Protein Understanding and Design Using Guided Generation

Introduction

Guided generation in protein design and engineering allows using external information to steer the output of a generative model towards specific biological or functional goals. PLMs often struggle to generate sequences with specific, desired properties that are not strongly represented in the training data.

This repository contains a Python-based framework for computational protein design that uses ESM3's guided generation capabilities to refine protein sequences, optimizing for structural stability as predicted by the FoldX energy function.

The primary goal of this tool is to take a wild-type protein structure and redesign a user-defined portion of its sequence to discover novel variants with enhanced stability ($ΔΔG$). The code is customizable to include other protein properties in the guided-generation custom-scoring function.

Folder Structure

ESM3-Guided-Generation-Based-Protein-Engineering
│
└─── data                  <- folder to keep the respective protein data bank and crystallographic information file       
│        │ 
│        └───cif           
│        └───pdb
│        
└───ESM_Cookbook           <- experimental notebooks provided by ESM for testing purposes                             
│
└───result                 <- folder to store the plots and obtained results
│
└───foldx                  <- folder to store pdb files, foldx generated repaired files, foldx binary, and rotabase.txt
│
└───logs                   <- folder to store the generated log from experiments, it includes all information and processes.                           
│
└───src                    <- main source folder
│    │ 
│    └───notebooks         <- includes file to convert cif to pdb, analyzing pdb files, and code to generate plots from log file                   
│    │      │ 
│    │      └───ciftopdb.ipynb
│    │      └───PDB_analysis.ipynb
│    │      └───plot.ipynb
│    │  
│    └───esm_foldx_guidedgeneration                  
│           │ 
│           └───guided_generation.py            <- derivative-free guided generation, parallel foldx run
│           └───main.py                         <- main python file 
│           └───scoring_utils.py                <- pdb parsing, foldx call, foldx scorer
│           └───guided_generation.sh            <- sample batch script to run on an HPC cluster using Slurm
│     
└───.gitignore
└───environment.yml
└───pyproject.toml
└───LICENSE
└───README.md
└───setup.py
    

Features

  • Guided Design: Leverages the state-of-the-art ESM3 protein language model to intelligently generate new sequence variants.
  • Stability Scoring: Uses the physically-grounded FoldX energy function to score the stability of each generated candidate.
  • Proportional Unmasking: Employs an adaptive unmasking schedule that makes large changes initially and fine-tunes the sequence in later steps.
  • Parallel Processing: Significantly accelerates the scoring of candidates by running multiple FoldX instances in parallel.
  • Automated Workflow: A single script handles PDB repair, sequence masking, iterative generation, scoring, and results visualization.

Methodology

The design process is an iterative, guided search that can be thought of as a Design-Build-Test cycle performed entirely in silico.

Installation and Setup

This framework is designed for a Linux-based environment with CPU/GPU acceleration.

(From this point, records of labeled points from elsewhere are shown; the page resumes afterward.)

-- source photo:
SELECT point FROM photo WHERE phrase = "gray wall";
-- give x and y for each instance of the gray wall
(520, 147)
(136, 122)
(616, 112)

pip install esm_foldx_guidedgeneration

System Requirements

  • Operating System: Linux (tested on NERSC Perlmutter Custom Linux-based kernel)
  • Processor: Modern multi-core CPU (8+ cores recommended for parallel scoring)
  • Memory (RAM): 64 GB or more recommended
  • GPU: NVIDIA GPU with CUDA support (16GB+ VRAM recommended for the 15B ESM3 model)

Dependencies

This project relies on several key pieces of software.

  1. Python & Conda: Python 3.8+ is required. It is highly recommended to manage the environment using Conda.

  2. FoldX Modeling Suite: This package calls the FoldX executable to perform stability calculations.

    • Obtain a FoldX License: Request a free academic license from the FoldX website.
    • Download FoldX: After receiving your license, download the Linux version of the FoldX executable.
    • Set Up foldx Directory:
      • In the root of this repository, create a directory named foldx.
      • Place the foldx executable and the rotabase.txt file inside this foldx directory.
      • Place the pdb files inside the foldx directory.
  3. Python Libraries: All required Python libraries and their specific versions are listed in the environment.yml file. Key dependencies include:

    • pytorch
    • esm
    • pandas
    • matplotlib & seaborn
  4. Hugging Face Account: The ESM3 model is a gated model and requires a Hugging Face account for access.

Environment Setup

  1. Log in to Hugging Face: Before setting up the environment, you must authenticate with Hugging Face.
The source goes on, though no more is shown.